There is one additional indicator of self-organization–at the group level–that I could not see at an individual level. As a self-organizing work group, you can:
Indicator #9. Re-form and immediately exist again, as needed, after your lifetime.
Demonstrated, for example, by:
- Group members continuing to help each other, as needed, months and years after the lifetime of the group.
- Group members happily coming together again after the group’s lifetime.
- After the group’s lifetime, when together, members simultaneously demonstrating the same abilities and experiences that they experienced happening during their lifetimes. For example, although some members of the groups I’ve studied hadn’t seen each other or worked together for months or years, they immediately began speaking for the collective, expanding on each others’ ideas without feeling the need to come to agreement, openly sharing themselves without fear of hidden agenda, finishing each others’ sentences and thoughts, teasing each other, and so on.

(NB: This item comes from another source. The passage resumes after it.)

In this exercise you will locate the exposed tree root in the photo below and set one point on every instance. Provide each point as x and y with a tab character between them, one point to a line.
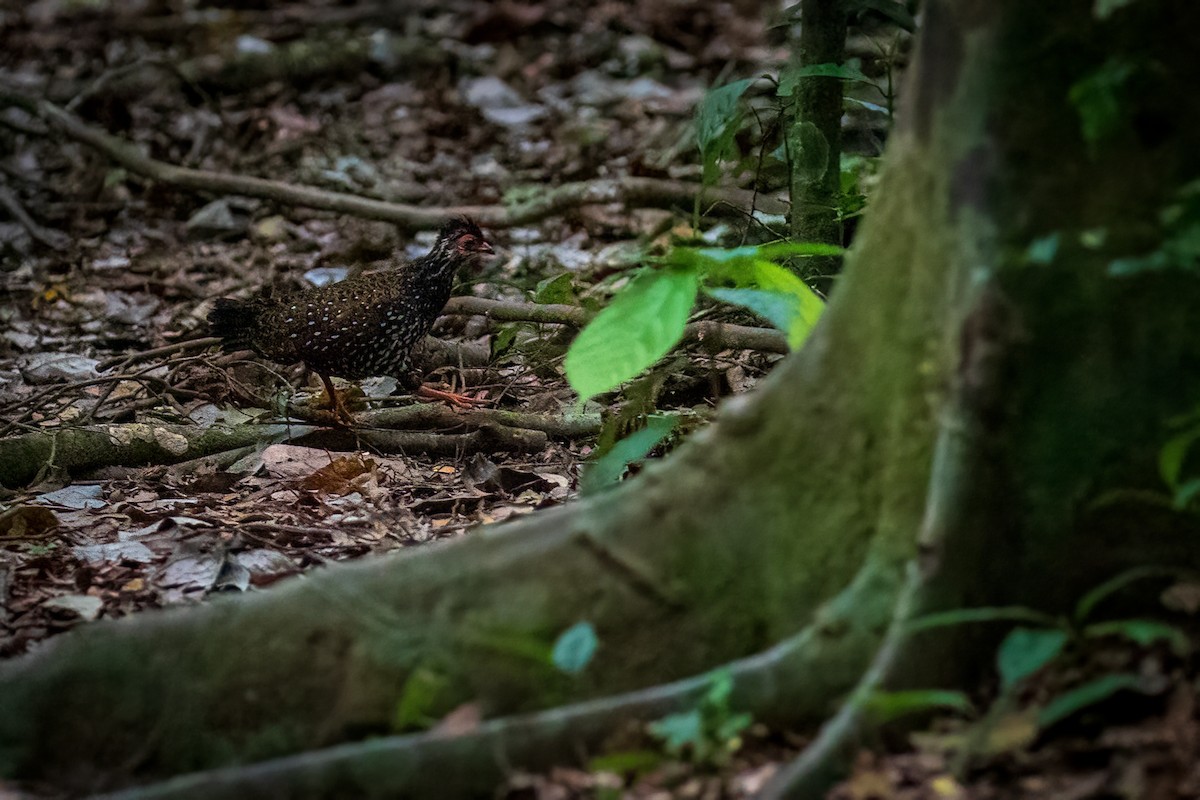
437	765
719	336
630	191
136	444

Here in the United States, on our Veterans Day and Memorial Day holidays, you can turn on any TV and see groups of old soldiers back together to remember. Decades, even whole lifetimes, may have passed, yet these veterans smile and laugh and hug–and sometimes cry–together, as if no time had passed at all. These have always been powerful, unforgettable images for me, because they demonstrate so much of what seems amazing about us as human beings. We have it in us to form connections unbounded by time, distance, and individual experience.
I’ve been consciously studying self-organizing work groups since 2006. In that time, I’ve been with several groups after their lifetimes (half a year to several years AFTER the working lifetimes of the groups). Group members are back together to reflect on their time as a group. Each time we do this, the experience feels similar. Group members smile and laugh and reminise and brainstorm and work, together, as if no time had passed at all. I get to watch people who are clearly deeply connected, happy to be together, happy to help each other (and their current/former organizations, as needed), and happy to help and teach me. Soon enough, they pull me in to join them and share my own experience as a self-organizing work group member myself. I see in these groups the same thing I see in the old veterans on TV–people whose connections appear to be unbounded by time, distance, and individual experience. Better yet, I experience it myself.

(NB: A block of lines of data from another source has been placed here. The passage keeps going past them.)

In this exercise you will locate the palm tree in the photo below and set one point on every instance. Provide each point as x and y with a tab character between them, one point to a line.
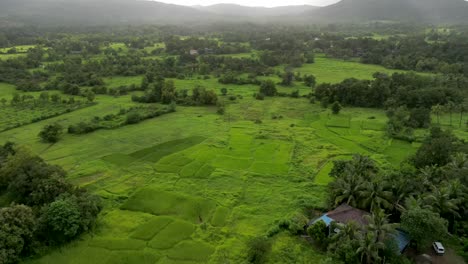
437	110
369	248
344	232
440	201
450	106
375	195
427	176
462	108
459	161
361	166
380	225
402	188
347	190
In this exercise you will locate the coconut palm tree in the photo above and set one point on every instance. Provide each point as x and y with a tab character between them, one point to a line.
437	110
380	225
375	195
347	190
369	248
450	107
441	201
361	166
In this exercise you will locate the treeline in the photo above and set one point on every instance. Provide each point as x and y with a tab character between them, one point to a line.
45	211
415	52
426	198
124	117
160	91
400	89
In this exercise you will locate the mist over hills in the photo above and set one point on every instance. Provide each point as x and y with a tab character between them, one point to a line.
244	11
424	11
105	12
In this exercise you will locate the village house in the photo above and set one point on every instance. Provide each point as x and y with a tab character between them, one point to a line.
344	214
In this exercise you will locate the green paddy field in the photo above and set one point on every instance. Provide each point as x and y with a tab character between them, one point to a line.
194	186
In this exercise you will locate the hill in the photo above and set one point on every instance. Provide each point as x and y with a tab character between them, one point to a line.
89	12
244	11
115	12
425	11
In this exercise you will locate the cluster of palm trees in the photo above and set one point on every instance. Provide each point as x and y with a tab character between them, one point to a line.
443	189
450	108
364	244
361	184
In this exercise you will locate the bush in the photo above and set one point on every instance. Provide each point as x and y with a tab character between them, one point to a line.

Does this sound like something our organizations could use more of? Our employees and customers? Teachers and students? Managers and administrators? Nurses, doctors, and patients? How about our individual, stressed-out work selves? Spend 10-minutes of conscious time with a self-organizing work group. For me, it has become a no brainer. I want to work in these groups, with these groups, and with the people who emerge from them. The first step for me was recognizing that I was already part of a group like this. Awareness, on my own, isn’t my strong suit. Fortunately for me, my self-organizing work groups help me experience and see what I can’t fully imagine and experience on my own.